Figure 11: Differentiated white noise used as a simplified model of a fricative sound source, but including the effects of lip radiation. Note the random pattern of both the waveform (bottom) and the spectrum (top). Also note that the spectral envelope (LPC spectrum in red) approximately has a +6 dB/octave slope. Click on the image to hear the sound.
Voiced Fricative Sound Sources
Voiced fricatives have two sound sources. One sound source is a voiced glottal source. The second source is an aperiodic sound source. The aperiodic sound source in voiced fricatives is, however, not a simple aperiodic sound source. The air stream that reaches the fricative constriction has passed through vibrating vocal folds. This means that the airstream is not a smooth continuous airstream but is rather an airstream that peaks and dips in its flow rate as the vocal folds open and close. This results in an aperiodic source being generated at the constriction that fluctuates periodically.

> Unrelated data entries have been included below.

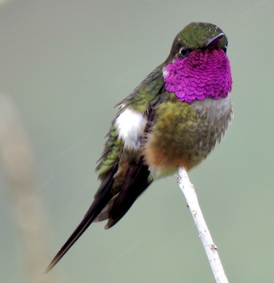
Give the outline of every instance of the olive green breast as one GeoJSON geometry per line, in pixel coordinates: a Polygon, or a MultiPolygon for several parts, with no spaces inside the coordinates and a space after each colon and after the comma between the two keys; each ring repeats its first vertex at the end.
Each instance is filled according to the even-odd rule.
{"type": "Polygon", "coordinates": [[[232,116],[229,95],[188,103],[171,94],[156,111],[143,151],[145,160],[153,171],[190,170],[219,142],[232,116]]]}

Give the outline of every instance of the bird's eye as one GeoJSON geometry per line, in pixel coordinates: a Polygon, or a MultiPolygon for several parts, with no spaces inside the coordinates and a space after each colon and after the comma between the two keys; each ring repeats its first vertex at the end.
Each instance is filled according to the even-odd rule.
{"type": "Polygon", "coordinates": [[[182,57],[185,57],[188,55],[188,50],[183,46],[182,46],[180,49],[180,54],[182,57]]]}

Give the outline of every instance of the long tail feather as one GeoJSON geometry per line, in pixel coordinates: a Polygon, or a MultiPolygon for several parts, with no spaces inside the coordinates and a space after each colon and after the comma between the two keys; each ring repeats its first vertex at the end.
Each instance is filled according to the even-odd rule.
{"type": "Polygon", "coordinates": [[[116,165],[109,172],[109,176],[106,177],[108,181],[104,183],[104,186],[96,194],[95,198],[82,221],[51,261],[46,270],[46,273],[49,271],[60,260],[111,199],[113,195],[110,193],[110,189],[113,182],[113,176],[117,172],[117,168],[118,165],[116,165]]]}

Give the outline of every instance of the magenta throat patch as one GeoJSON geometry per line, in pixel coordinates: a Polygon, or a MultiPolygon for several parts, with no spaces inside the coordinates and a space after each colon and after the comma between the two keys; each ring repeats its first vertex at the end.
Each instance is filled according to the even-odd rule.
{"type": "Polygon", "coordinates": [[[165,89],[175,92],[179,100],[226,97],[231,91],[229,62],[223,51],[195,50],[183,59],[176,59],[166,68],[165,89]]]}

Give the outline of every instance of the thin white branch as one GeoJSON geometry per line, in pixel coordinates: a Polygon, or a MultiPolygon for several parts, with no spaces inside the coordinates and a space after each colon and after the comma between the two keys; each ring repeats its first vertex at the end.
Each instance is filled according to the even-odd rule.
{"type": "Polygon", "coordinates": [[[190,183],[186,171],[179,168],[177,181],[180,189],[185,195],[187,205],[196,225],[199,236],[201,238],[215,280],[217,283],[228,283],[218,253],[202,211],[198,203],[194,187],[190,183]]]}

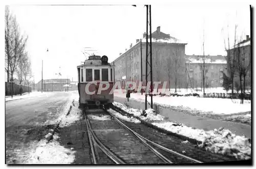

This fricative sound source is said to be modulated by the voiced source and a synthesised modulated noise source is displayed in figure 12.
Figure 12: White noise source modulated by a voiced glottal source. Note that the amplitude of the noise source roughly follows the amplitude pattern of a voided glottal flow wave. Also note that the amplitude of the modulated noise source never completely drops to zero as the pressure difference above and below the constriction always remains sufficient to maintain noise producing turbulent airflow through the constriction. Careful inspection of the spectrum should reveal both noise components and evidence of a 100 Hz harmonic spectrum. Click on the image to hear the sound. Hear a differentiated version of this noise source .
The voiced source produced at the glottis also is mixed with this modulated noise source. High frequency components of the phonation source are attenuated by passage of the sound through the constriction, but lower frequency components do make their way into the anterior chamber where they mix with the modulated noise source. Further, audible low frequency components of the voiced source can also pass through the tissues of the vocal tract. Figure 13 displays a synthesised source that combines both the voiced glottal source and the voice modulated noise source.
Figure 13: This figure displays a composite source that combines the low frequency component of a voiced source plus a noise source modulated by the voiced source. Note, in particular, the strong harmonics below 1000 Hz as well as the weaker, modulation generated, harmonics mixed with noise at higher frequencies. Click on the image to hear the sound. Hear a differentiated version of this noise source.
- Clark and Yallop, sections 7.11-7.12
- Harrington and Cassidy, sections 3.2.1-3.22.
Listed below are references referred to in the above notes which are not required reading for this topic (unless otherwise stated).
- Clark, J.E. and Yallop, C., (1995), An Introduction to Phonetics and Phonology, Blackwell, Oxford.
- Fant, G., (1960), Acoustic theory of speech production, Mouton, The Hague.
- Rosenberg, A.E., (1971), "Effect of glottal pulse shape on the quality of natural vowels", J.Acoustical.Soc.Am., 49, 583-590.
- Rothenberg, M., (1968), The Breath-Stream Dynamics of Simple-Released-Plosive Production, Bibliotheca Phonetica VI (Basel, Karger).
- Stevens, K.N., (1972), "Airflow and turbulent noise for fricative and stop consonants: static considerations", J.Acoustical.Soc.Am., 50, 1182-92.
1. It should be noted that 1000 cm3 is equivalent to 1 litre and would fill a cube 10cm x 10cm x 10cm. Further, these air volumes assume atmospheric pressure at sea level even though the actual air pressure below a constriction is significantly higher than this.
2. Air pressure is often measured in terms of cm H20. Air at a given pressure can support a certain number of centimetres of water in device consisting of a glass U-tube column connected at one side to the air pressure being measured and at the other side to a know air pressure (such as atmospheric pressure).